A detailed report of these findings is in the process of publication by AHCPR, but findings have shown that even well-recognized standards are not consistently followed. Any new data items, as well as the old, must be produced with clear instruction on data collection and coding.
Confidentiality of identifiable records is another critical issue. Currently, data are often shared within a facility in an identifiable format. However, identifiers are commonly removed when a data set is provided outside of a facility, such as to a state health data organization. And now, with movement toward HMO's, PPO's, and other types of managed care, there may be a greater need to share identifiable data. States have varying laws to protect the confidentiality of these data, and often the laws do not protect data that have crossed state lines. Sufficient penalties for breach of confidentiality either do not exist or are not enforced. There have been several proposals for Federal legislation in recent years; however, to date, no Federal legislation protecting the confidentiality of health records exists.
Several states, including California, Oklahoma, and New York presented findings on using a combination of key data items to perform probabilistic matches. Using items such as first name of mother; first digits of last name; date of birth; place of birth, etc., matches could be obtained without identifying the individual. It appeared that some types of data linkage could be obtained in states with smaller populations, but might not work nationwide. New York, using the last 4 digits of the Social Security Number, with other characteristics (such as date of birth), indicated a match rate exceeding 99 percent.
Problems could arise from adding and modifying data items and definitions too frequently. James Cooney, Ph.D., former member, NCVHS, described the burden to organizations from the addition of a single data item. Each item that is recommended must be considered carefully. Additionally, too frequent modification of items or definitions will cause confusion, overlapping data definitions in a single data year, and add to the burden of the facility or organization.
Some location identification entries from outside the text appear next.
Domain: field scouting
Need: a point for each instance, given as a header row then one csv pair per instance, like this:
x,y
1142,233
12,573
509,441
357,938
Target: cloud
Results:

In addition to the presentations at the meetings, more than 100 written responses to the solicitation letter were reviewed and considered. Of these, approximately 70 percent provided information about their data elements. A chart showing the distribution of all respondents by type of organization is shown in appendix D. Approximately 30 percent of respondents were from state and local governments, followed by professional associations and the Federal Government with 18 Percent and 17 percent respectively. Providers, Insurers, and universities represented about 7 percent each. A listing of all participants in the two meetings as well as those who provided written responses at any point in the process is found in appendix E.
The Committee reviewed all of the input received from the hearings, meetings, letters and other communications. In addition, the historical knowledge of the NCVHS and its earlier decisions in the area of data standardization played a role in the preparation of a listing of core data elements and, where possible, recommended definitions. The draft listing was again disseminated in early April 1996 (see appendix F) to the original mailing list and especially to those who had provided earlier assistance. To assure the widest possible distribution, the document was also placed on the DHHS and NCHS Home Pages in an electronic format. More than 150 responses to this second request were received, including responses from the leaders in the health care and health care information fields. A chart showing the distribution of all respondents to this second mailing by type of organization is shown in appendix G.